Behavior of Sn-Ag-Cu Solder Bumps During Thermal Cycling

Abstract

The present study investigates the microstructural evolution of Sn-Ag-Cu (SAC) solder joints subjected to thermal cycling, with emphasis on recrystallization and grain orientation. Thermal cycling is the main failure source in reliability tests of electronic devices, yet its microstructural effects remain insufficiently understood. Although numerous studies have examined solder joint fatigue using numerical modeling, the early microstructural changes are often overlooked. To address this gap, the present work characterizes experimentally stages of thermal-cycling-induced microstructural evolution.

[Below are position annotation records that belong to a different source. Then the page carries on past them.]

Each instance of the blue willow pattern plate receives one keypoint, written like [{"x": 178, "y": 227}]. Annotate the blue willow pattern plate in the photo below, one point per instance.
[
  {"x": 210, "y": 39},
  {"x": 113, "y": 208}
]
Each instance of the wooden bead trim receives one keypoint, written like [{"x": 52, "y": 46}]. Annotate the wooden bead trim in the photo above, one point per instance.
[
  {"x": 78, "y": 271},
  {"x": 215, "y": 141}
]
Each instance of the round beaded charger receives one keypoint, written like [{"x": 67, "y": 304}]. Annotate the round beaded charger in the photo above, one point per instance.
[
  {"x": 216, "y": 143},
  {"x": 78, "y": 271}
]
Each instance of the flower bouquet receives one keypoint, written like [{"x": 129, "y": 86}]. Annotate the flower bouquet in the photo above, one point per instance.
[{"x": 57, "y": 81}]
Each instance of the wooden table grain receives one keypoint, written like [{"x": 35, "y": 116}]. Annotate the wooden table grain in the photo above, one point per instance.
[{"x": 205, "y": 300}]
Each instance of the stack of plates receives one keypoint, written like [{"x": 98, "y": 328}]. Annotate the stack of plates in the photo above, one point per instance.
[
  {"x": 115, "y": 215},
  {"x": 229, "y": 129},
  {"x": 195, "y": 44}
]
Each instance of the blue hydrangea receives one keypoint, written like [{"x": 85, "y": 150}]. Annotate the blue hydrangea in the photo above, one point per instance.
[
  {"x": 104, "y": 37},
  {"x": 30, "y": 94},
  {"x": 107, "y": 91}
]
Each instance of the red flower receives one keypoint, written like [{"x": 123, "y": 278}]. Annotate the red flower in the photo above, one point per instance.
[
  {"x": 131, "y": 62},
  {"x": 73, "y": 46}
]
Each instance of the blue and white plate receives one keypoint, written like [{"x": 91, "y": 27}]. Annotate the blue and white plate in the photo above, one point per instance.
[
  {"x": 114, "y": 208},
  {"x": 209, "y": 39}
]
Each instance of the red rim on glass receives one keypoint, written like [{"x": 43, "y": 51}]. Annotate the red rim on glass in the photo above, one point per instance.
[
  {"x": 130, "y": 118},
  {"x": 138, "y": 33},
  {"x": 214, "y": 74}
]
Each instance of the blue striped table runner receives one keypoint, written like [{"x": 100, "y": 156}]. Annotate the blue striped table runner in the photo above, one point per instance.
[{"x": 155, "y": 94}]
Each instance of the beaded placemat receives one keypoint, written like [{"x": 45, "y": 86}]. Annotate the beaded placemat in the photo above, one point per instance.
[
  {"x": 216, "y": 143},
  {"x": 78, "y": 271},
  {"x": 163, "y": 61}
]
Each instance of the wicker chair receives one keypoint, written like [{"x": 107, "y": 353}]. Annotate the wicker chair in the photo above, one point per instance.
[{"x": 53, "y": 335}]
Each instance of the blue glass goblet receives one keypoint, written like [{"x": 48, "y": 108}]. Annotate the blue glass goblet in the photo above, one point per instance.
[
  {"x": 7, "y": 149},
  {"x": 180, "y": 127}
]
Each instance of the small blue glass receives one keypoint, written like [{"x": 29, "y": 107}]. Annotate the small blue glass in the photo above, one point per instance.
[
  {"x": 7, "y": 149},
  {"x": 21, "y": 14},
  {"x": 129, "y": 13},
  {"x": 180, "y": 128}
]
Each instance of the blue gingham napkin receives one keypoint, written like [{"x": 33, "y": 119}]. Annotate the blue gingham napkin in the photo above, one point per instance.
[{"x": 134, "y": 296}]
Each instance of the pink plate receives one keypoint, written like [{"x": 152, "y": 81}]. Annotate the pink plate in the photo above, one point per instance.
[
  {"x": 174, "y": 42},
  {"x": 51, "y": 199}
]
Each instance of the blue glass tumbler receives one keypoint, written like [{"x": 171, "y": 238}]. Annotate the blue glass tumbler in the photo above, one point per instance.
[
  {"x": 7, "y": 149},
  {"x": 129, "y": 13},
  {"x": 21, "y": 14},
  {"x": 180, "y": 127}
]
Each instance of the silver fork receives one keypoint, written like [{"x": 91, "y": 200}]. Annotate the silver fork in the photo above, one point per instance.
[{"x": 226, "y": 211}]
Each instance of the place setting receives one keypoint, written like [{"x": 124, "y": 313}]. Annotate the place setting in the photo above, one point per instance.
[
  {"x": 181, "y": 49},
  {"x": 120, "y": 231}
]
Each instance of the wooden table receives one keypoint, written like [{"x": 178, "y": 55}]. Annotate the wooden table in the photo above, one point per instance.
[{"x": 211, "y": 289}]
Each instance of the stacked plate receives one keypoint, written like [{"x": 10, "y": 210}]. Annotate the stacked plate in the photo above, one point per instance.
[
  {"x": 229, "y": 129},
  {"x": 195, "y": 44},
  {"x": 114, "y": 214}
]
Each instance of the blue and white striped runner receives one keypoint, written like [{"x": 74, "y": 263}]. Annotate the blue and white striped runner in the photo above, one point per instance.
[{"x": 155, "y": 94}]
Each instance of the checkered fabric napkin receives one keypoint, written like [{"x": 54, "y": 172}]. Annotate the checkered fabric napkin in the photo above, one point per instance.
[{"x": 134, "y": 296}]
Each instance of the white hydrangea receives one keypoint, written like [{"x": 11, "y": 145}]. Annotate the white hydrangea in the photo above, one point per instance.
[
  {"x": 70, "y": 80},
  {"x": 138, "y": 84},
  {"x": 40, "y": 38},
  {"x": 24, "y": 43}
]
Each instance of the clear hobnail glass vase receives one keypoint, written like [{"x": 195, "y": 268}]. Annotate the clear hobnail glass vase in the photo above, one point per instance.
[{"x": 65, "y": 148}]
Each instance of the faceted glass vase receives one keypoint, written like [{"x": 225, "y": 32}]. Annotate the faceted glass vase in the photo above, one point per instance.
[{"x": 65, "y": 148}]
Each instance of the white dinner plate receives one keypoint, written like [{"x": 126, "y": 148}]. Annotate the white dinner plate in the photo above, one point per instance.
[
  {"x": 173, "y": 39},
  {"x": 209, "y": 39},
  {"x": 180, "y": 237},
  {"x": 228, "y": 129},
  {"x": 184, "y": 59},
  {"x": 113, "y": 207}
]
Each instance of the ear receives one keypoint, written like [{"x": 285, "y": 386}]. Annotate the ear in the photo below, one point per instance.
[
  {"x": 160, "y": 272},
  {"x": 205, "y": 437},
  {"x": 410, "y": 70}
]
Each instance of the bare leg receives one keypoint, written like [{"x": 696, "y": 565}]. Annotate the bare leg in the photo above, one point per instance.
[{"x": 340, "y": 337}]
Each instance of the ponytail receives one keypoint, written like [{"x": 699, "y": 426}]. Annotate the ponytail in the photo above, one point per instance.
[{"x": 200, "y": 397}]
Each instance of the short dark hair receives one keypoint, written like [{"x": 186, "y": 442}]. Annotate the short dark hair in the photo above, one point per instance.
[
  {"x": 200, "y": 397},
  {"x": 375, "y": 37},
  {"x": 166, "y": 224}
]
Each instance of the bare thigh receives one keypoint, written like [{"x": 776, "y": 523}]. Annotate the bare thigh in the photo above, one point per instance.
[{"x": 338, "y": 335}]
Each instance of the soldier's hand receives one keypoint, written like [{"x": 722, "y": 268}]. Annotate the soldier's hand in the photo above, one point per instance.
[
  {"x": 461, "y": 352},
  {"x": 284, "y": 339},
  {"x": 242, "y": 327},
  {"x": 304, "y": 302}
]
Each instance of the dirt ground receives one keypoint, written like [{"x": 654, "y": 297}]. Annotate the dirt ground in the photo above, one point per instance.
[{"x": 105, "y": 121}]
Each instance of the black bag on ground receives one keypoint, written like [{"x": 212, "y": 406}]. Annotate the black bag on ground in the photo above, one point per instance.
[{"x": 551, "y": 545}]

The evolution of SAC solder joints was characterized using Electron Backscatter Diffraction (EBSD) on two sets of samples. (i) joints thermally cycled for an increasing number of cycles and subsequently cross sectioned, and (ii) pre-cross-sectioned joints analyzed after consecutive rounds of cycling. Two distinct recrystallization mechanisms, namely primary and continuous dynamic, were identified, stabilizing after three thermal cycling stages. Grain rotation toward the [001]Sn-substrate angle and activation of slip systems 4, 6, and 10 suggest a strong link to the initial reflow texture. Moreover, IMC coarsening which facilitates grain boundary unpinning and promotes crack initiation, was also observed. Recrystallized grains exhibited a decrease in Young's Modulus, likely associated with orientation effects.
Calculation of Geometrically Necessary Dislocation (GND) density and Stored Energy Density (SED), with the aim to link EBSD and numerical modeling, while adequate for a first estimation, showcases the need for improved integration methods. Finally, the use of pre-cross-sectioned samples for in situ study of microstructural evolution is not recommended due to stress relaxation effects.